Organizations are developing and deploying new applications in the cloud and moving existing data assets to the cloud. Gartner says 75% of all databases will be deployed or migrated to the cloud by 2022. This trend applies to operational databases for data warehouses & data lakes used for analytics, machine learning, and artificial intelligence (AI).
DevOps practices have accelerated the speed of innovation for most enterprises adopting the cloud. These innovations have also made it harder for Information Security teams to know which new applications have been rolled out, what 3rd party APIs they use, and where and how the data is stored and accessed in cloud environments like AWS, Azure, Snowflake, and Databricks. Under the Shared Responsibility Model, the cloud service provider (CSP) is responsible for the security of the underlying infrastructure. At the same time, the customer is responsible for the security of applications and data that they run in their cloud. In the event of a data breach or ransomware attack, it is difficult to know the full extent and impact of the incident without a holistic view of cloud data. A simple, scalable way to explore data, relationships, and context can empower enterprises not just during incidence response but also for proactive protection.
Data protection regulations make no distinction between relational databases, data lakes, or file stores – all data is equally sensitive regardless of the underlying technology stack. Businesses need to understand data stores with sensitive data, following the enterprises’ governance rules, policies and regulations.

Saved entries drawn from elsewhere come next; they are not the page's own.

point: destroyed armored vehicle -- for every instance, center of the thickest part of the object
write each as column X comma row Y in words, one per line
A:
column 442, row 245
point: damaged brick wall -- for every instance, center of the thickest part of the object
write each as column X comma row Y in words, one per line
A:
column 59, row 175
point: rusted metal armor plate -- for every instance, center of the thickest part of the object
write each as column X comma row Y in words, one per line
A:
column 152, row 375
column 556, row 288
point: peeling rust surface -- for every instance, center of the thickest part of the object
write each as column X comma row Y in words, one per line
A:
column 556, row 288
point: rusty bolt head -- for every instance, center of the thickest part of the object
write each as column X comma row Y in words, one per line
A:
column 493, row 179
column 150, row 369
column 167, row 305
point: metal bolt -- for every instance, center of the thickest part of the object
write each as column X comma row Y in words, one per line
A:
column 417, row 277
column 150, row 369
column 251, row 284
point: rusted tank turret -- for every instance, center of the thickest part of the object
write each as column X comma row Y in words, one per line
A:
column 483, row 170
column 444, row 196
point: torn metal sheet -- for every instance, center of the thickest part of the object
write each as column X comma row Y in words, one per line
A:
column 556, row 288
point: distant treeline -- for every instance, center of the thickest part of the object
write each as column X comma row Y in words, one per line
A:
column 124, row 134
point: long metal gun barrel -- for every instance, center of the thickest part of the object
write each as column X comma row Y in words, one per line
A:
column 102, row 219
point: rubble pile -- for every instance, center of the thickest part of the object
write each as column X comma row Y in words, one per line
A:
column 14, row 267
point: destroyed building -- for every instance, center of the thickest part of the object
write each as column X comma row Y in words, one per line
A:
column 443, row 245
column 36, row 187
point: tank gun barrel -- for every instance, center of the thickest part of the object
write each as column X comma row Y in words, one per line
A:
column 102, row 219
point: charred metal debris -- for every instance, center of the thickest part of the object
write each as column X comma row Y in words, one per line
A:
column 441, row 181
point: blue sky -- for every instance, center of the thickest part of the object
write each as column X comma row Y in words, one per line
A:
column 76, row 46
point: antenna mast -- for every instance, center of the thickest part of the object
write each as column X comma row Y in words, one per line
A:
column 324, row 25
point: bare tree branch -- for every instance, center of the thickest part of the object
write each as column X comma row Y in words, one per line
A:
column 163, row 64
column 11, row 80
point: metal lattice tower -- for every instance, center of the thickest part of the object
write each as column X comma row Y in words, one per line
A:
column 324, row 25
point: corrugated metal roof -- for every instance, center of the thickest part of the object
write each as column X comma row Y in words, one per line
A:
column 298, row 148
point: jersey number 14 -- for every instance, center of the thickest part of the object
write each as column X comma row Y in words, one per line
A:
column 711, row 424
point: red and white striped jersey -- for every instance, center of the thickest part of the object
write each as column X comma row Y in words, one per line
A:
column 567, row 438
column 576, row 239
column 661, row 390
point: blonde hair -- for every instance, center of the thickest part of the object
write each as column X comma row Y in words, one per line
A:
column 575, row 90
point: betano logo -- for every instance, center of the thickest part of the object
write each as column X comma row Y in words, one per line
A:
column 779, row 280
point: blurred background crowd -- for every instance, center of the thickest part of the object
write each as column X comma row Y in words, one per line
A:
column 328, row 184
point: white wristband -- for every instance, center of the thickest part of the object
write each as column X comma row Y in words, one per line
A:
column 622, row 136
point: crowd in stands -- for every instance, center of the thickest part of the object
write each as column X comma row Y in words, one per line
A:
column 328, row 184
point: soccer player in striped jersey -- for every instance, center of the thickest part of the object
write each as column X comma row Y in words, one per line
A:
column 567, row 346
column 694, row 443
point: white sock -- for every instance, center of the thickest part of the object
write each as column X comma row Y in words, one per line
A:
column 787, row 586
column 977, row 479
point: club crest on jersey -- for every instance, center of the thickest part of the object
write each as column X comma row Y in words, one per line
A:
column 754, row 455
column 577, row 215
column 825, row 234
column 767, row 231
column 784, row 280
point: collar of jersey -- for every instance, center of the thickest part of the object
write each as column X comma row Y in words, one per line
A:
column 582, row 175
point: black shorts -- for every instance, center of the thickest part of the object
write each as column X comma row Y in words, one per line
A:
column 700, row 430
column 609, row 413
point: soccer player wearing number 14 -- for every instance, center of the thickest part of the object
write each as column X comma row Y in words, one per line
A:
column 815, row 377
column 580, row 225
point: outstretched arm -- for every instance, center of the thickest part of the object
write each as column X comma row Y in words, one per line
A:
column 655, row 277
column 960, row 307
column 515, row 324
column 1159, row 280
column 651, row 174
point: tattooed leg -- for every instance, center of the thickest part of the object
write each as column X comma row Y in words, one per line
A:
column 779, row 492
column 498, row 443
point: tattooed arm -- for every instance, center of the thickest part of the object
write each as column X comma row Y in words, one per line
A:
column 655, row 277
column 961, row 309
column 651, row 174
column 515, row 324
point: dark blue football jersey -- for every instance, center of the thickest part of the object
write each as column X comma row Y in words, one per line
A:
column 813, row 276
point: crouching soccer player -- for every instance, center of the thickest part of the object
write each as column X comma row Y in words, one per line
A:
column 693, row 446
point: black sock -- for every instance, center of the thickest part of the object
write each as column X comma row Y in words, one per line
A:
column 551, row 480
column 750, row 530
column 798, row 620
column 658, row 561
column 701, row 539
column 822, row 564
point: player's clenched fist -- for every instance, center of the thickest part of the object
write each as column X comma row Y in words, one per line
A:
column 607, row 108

Data and cloud security teams need to have a complete inventory of their data assets in the cloud, especially the dark and shadow data stores in test or production environments that contain sensitive data. Dark data refers to data stores that are not being accessed and shadow data stores refer to copies of data which are not being governed with the same policies. Being able to see all of this information in a single place, across thousands of data stores that may be scattered across multiple cloud providers, is vital to building and implementing a consistent data security policy. Data inventory and access inventory are foundational to securing cloud environments.